La réforme liturgique a cherché à répondre aux besoins actuels de l’Église. La nouvelle liturgie est plus exigeante que l’ancienne, car elle ne veut pas s’adresser seulement au cœur, elle veut
aussi éclairer l’intelligence, car la liturgie est aussi une catéchèse. D’abord en s’exprimant dans la langue de tous les jours. Mais aussi en faisant connaître les textes essentiels de l’Écriture, de l’Ancien et du Nouveau Testament. Le retour à l’Écriture est un des points essentiels de l’aggiornamento voulu par le Concile qui a promulgué précisément une constitution dogmatique sur la Révélation.

Il se pourrait que la nouvelle liturgie soit froide, trop intellectuelle. Mais elle n’est encore qu’à ses débuts. Il a fallu plusieurs siècles pour constituer le répertoire grégorien ; on doit avouer que tous les morceaux dans celui-ci n’étaient pas de la même qualité. Pourquoi dénigrer systématiquement tous les essais actuels, pourquoi ne pas plutôt les encourager ?

Ce sont les évêques du monde entier autour du Pape qui ont donné à l’Église les textes conciliaires pour qu’ils éclairent sa marche. L’Esprit Saint parle à travers eux, et il s’adresse aux Églises du monde entier. Le schisme, au contraire, est toujours repliement sur soi-même, il oublie que le Christ est venu pour tous les hommes.

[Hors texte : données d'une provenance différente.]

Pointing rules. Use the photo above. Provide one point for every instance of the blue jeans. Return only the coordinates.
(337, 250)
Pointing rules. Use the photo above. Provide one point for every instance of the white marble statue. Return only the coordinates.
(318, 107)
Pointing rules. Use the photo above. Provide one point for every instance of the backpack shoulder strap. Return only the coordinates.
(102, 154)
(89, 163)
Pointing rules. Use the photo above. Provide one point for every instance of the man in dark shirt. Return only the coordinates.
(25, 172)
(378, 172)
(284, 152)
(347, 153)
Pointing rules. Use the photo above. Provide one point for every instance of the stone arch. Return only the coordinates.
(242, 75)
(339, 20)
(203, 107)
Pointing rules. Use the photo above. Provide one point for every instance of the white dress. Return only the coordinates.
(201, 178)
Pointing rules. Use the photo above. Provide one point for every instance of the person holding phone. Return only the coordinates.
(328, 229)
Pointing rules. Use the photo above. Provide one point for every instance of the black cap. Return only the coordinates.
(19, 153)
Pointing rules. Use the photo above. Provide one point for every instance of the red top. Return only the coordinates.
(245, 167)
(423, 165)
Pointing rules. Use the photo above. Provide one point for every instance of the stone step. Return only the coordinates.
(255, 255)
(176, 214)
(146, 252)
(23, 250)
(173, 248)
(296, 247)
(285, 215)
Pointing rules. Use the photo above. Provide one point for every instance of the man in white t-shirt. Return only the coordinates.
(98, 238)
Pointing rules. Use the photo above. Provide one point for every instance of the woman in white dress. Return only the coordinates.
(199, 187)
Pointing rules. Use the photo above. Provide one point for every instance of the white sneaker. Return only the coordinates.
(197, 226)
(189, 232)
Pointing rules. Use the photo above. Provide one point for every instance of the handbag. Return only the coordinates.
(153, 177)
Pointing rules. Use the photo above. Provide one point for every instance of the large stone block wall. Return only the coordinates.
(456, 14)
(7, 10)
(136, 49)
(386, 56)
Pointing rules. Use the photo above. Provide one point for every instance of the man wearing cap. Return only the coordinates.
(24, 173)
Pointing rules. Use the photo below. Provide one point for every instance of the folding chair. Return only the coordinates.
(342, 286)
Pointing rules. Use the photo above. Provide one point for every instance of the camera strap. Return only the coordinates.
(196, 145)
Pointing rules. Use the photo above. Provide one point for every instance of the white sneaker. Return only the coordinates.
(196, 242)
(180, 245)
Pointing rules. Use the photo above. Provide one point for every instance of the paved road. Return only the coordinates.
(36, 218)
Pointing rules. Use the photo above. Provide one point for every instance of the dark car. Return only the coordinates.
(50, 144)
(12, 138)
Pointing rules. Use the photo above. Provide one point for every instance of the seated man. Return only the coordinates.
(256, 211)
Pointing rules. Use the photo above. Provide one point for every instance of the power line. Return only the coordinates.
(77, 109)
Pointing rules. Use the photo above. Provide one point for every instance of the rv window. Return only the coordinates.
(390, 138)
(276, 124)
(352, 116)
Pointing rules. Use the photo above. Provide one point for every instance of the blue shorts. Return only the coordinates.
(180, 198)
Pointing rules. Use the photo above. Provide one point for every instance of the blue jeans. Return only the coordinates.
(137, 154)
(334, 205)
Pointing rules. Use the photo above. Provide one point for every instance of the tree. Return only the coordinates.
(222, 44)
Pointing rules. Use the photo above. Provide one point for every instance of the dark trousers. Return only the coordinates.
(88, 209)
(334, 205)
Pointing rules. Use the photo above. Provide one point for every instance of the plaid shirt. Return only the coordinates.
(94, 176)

L’Église est plus vaste que notre civilisation gréco-latine, qui n’est présente que sur un espace restreint du vaste univers et qui ne sera qu’une étape provisoire dans le développement de l’esprit humain. Comment en faire le point définitif et culminant ? L’Église au cours de son histoire a dû affronter à plusieurs reprises de nouvelles cultures. Et c’est bien une nouvelle culture qu’aujourd’hui elle doit évangéliser.